Germs in your toothbrush: Know more
A new research has revealed that bacterial growth on hollow-head toothbrushes is 3,000 times more than solid-head power toothbrushes.
Washington: A new research has revealed that bacterial growth on hollow-head toothbrushes is 3,000 times more than solid-head power toothbrushes.
According to researchers at the University of Texas, microbial counts were lower in the solid-head toothbrush group than in the two hollow-head toothbrush groups in 9 out of 10 comparisons.
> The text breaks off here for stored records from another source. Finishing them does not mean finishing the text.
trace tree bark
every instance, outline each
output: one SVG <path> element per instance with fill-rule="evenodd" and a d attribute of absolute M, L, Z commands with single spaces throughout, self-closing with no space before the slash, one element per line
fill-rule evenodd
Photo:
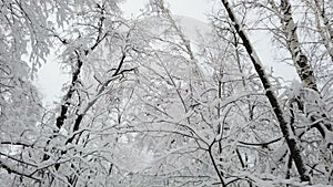
<path fill-rule="evenodd" d="M 293 134 L 290 124 L 287 124 L 286 120 L 284 118 L 284 114 L 278 102 L 278 97 L 273 92 L 273 87 L 271 86 L 270 80 L 268 79 L 265 71 L 263 70 L 263 65 L 262 65 L 259 56 L 256 55 L 256 52 L 253 49 L 253 46 L 249 40 L 249 37 L 246 35 L 245 31 L 241 28 L 241 24 L 236 20 L 235 14 L 232 10 L 232 7 L 228 2 L 228 0 L 221 0 L 221 1 L 228 12 L 230 20 L 233 22 L 235 31 L 238 32 L 239 37 L 242 39 L 243 45 L 251 59 L 251 62 L 256 71 L 256 73 L 259 74 L 259 77 L 260 77 L 262 84 L 263 84 L 263 87 L 265 90 L 265 95 L 269 98 L 269 102 L 273 108 L 275 116 L 276 116 L 276 120 L 280 125 L 280 129 L 286 141 L 286 144 L 291 152 L 291 157 L 293 158 L 293 160 L 295 163 L 300 178 L 302 181 L 310 181 L 310 176 L 307 174 L 307 169 L 303 162 L 304 159 L 302 158 L 301 150 L 299 148 L 300 146 L 297 145 L 295 135 Z"/>

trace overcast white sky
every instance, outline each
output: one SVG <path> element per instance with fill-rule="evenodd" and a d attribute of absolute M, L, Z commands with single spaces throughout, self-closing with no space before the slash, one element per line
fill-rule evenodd
<path fill-rule="evenodd" d="M 125 17 L 135 18 L 140 14 L 140 10 L 144 8 L 144 4 L 148 1 L 149 0 L 127 0 L 121 7 Z M 221 8 L 221 2 L 219 0 L 165 0 L 165 2 L 170 4 L 172 13 L 191 17 L 203 22 L 208 22 L 206 14 L 210 13 L 213 8 Z M 265 35 L 256 35 L 253 38 L 252 42 L 254 43 L 260 58 L 265 62 L 264 65 L 274 66 L 275 72 L 279 75 L 283 74 L 286 80 L 294 79 L 294 70 L 286 70 L 286 66 L 283 63 L 274 63 L 270 55 L 270 53 L 272 53 L 272 46 L 268 45 Z M 60 101 L 59 98 L 62 96 L 60 90 L 65 81 L 68 81 L 68 77 L 60 73 L 59 65 L 49 62 L 40 70 L 37 85 L 41 89 L 41 92 L 46 97 L 44 101 L 52 103 L 53 100 Z"/>
<path fill-rule="evenodd" d="M 127 0 L 121 8 L 125 17 L 135 17 L 140 14 L 140 10 L 149 0 Z M 167 0 L 170 4 L 172 13 L 179 15 L 186 15 L 206 22 L 206 15 L 211 8 L 212 2 L 216 0 Z M 41 90 L 44 101 L 51 104 L 54 100 L 60 102 L 61 87 L 69 77 L 60 73 L 60 66 L 50 60 L 39 71 L 39 79 L 36 84 Z"/>
<path fill-rule="evenodd" d="M 139 14 L 140 9 L 149 0 L 127 0 L 122 6 L 127 15 Z M 205 13 L 210 12 L 213 2 L 216 0 L 165 0 L 170 4 L 172 13 L 195 18 L 201 21 L 206 21 Z"/>

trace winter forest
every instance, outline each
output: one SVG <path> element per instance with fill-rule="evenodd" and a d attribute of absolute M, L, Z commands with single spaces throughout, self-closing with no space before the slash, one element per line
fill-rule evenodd
<path fill-rule="evenodd" d="M 333 1 L 214 1 L 189 32 L 167 0 L 1 0 L 0 186 L 332 186 Z"/>

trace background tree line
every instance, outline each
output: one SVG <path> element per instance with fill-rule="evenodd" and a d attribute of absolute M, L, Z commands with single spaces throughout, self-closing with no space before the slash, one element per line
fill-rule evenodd
<path fill-rule="evenodd" d="M 2 0 L 0 184 L 332 185 L 333 3 L 219 2 L 193 37 L 163 0 L 131 20 L 120 0 Z M 70 76 L 46 107 L 51 53 Z"/>

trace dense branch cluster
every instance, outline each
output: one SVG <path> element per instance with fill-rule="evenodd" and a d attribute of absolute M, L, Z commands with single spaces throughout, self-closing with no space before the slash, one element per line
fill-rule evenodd
<path fill-rule="evenodd" d="M 0 187 L 333 185 L 331 1 L 120 3 L 0 2 Z M 52 106 L 43 63 L 69 74 Z"/>

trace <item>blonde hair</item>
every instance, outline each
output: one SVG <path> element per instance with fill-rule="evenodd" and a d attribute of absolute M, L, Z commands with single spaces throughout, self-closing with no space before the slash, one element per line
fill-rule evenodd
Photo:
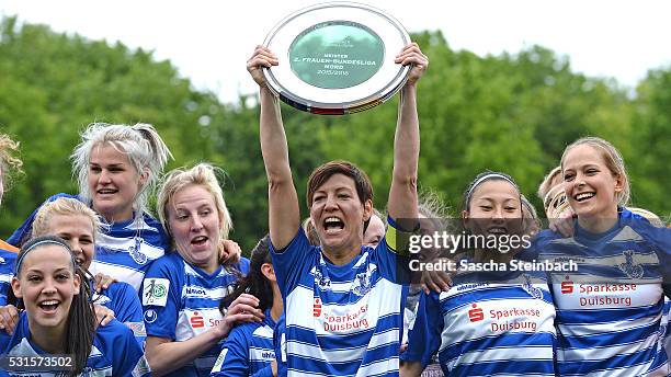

Lead author Donna Warren Morris said that toothbrushes could transmit micro organisms that caused disease and infections and that, a solid-head design allowed less growth of bacteria and bristles should be soft and made of nylon.
Morris added that it was also important to disinfect and to let the toothbrush dry between uses and some power toothbrushes now included an ultraviolet system or one could soak the head in mouthwash for 20 minutes.
Morris continued that the best way to identify a solid-head design was through the connection to the body of the power toothbrush; naturally, there would be some space to connect the two parts but a significant portion would be solid, up to the bristles or brush head.
During the study the brush heads were exposed to five categories of oral microorganisms, anaerobes and facultative microorganisms, yeast and mold, oral streptococci and oral enterococci anaerobes, Porphyromonas gingivalis and Fusobacterium species.
The study is published in the Journal of Dental Hygiene.